Principles that will govern my thoughts as I express them here (from my opening statement):


  • Freedom of the individual should be as total as possible, limited only by the fact that nobody should be free to cause physical injury to another, or to deprive another person of his freedoms.
  • Government is necessary primarily to provide those services that private enterprise won't, or won't at a price that people can afford.
  • No person has a right to have his own beliefs on religious, moral, political, or other controversial issues imposed on others who do not share those beliefs.

I believe that Abraham Lincoln expressed it very well:

“The legitimate object of government is to do for a community of people whatever they need to have done, but cannot do, at all, or cannot
so well do, for themselves — in their separate, individual capacities.”


Comments will be invited, and I will attempt to reply to any comments that are offered in a serious and non-abusive manner. However, I will not tolerate abusive or profane language (my reasoning is that this is my blog, and so I can control it; I wouldn't interfere with your using such language on your own!)

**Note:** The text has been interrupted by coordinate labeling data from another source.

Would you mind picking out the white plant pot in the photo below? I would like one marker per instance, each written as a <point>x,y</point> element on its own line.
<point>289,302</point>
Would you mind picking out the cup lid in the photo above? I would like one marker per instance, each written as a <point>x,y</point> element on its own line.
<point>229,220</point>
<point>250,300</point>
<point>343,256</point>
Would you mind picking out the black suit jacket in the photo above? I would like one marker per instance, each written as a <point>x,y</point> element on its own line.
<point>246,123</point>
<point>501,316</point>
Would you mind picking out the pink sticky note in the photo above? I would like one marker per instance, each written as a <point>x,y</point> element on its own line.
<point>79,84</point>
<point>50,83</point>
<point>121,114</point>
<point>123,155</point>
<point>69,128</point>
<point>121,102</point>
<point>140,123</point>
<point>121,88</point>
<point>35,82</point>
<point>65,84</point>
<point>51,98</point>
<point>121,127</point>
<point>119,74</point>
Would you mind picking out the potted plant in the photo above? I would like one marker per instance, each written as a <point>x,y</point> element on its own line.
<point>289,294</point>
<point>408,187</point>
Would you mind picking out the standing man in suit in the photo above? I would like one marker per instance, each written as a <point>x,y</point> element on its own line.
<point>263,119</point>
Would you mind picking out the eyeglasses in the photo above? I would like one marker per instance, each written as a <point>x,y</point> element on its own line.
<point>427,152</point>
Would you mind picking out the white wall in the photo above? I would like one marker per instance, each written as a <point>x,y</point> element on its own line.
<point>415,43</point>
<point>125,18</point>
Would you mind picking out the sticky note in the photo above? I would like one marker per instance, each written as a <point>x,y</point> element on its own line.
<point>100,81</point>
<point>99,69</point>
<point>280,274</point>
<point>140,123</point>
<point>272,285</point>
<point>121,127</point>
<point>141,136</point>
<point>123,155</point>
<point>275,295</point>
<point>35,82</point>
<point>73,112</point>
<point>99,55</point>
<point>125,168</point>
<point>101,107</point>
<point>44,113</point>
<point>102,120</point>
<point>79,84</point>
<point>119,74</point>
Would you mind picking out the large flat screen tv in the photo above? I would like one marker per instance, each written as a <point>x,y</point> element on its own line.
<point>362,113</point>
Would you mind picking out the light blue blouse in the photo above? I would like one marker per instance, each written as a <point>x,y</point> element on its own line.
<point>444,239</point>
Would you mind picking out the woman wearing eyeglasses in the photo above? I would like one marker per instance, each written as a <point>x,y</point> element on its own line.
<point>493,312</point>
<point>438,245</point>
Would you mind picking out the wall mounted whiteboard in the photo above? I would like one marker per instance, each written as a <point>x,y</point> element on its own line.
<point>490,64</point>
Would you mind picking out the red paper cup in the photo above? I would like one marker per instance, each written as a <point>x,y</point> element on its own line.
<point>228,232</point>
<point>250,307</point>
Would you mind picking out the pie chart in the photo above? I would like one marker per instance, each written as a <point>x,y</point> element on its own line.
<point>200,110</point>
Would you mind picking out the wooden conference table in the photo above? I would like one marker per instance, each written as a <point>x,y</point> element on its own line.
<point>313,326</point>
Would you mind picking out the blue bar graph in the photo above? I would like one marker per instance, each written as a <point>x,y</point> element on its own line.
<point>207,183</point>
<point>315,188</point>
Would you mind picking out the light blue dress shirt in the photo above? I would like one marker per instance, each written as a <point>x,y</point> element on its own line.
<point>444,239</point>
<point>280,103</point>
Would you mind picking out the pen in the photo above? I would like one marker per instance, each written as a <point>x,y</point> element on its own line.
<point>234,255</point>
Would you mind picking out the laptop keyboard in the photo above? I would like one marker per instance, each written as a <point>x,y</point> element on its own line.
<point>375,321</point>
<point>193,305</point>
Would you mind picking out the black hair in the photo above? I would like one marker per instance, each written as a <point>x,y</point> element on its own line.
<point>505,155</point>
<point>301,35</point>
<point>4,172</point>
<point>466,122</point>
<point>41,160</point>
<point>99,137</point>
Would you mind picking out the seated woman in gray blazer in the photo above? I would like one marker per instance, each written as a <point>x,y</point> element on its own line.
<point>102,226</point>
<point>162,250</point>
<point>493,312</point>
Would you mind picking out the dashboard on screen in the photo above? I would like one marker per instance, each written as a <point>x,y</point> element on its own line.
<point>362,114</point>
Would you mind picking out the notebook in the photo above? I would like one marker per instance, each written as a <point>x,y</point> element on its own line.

If anyone finds an opinion that I express to be contrary to my principles, they are welcome to point this out. I hope that I can make a rational case for my comments. Because, in fact, one label I'll happily accept is rationalist.

Monday, August 20, 2007

Karl Rove vs. Hillary Clinton

Yesterday Karl Rove was on such interview programs as Meet the Press, and he had a bunch of negative things to say about Hillary Clinton. Some of the news community seemed to wonder whether he was doing that because he wanted to energize the anti-GOP Democrats to vote for her in the primaries, because he (and Republicans generally) thought she would be the easiest Democrat to beat. Others thought he was doing it for exactly the opposite reason: that Republicans were scared of Hillary. I wonder why they didn't just take Rove at his word: he believes she is the person the Democrats will nominate. Given that belief, there is no reason to attack Barack Obama, or any other also-ran Democrat: it will be Hillary that the Republican nominee will have to run against next year, and so it is Hillary that any Republican will have to put in a bad light. (I hope the GOP nominee is Giuliani, of course, but any Republican has to think the same way: it is Hillary who will be the competition in 2008.) I think Rove's action is totally logical.

2 comments:

Jacob Ditkoff said...

I'd just like to point out that so far Obama is actually polling better than Clinton in head-to-head match ups with every Republican contender. That doesn't mean Rove is trying some sort of reverse psychology mind trick. But it's interesting to note.

Opinionator said...

I think a lot of people just do not like Rove, so they want to come up with some ulterior motive.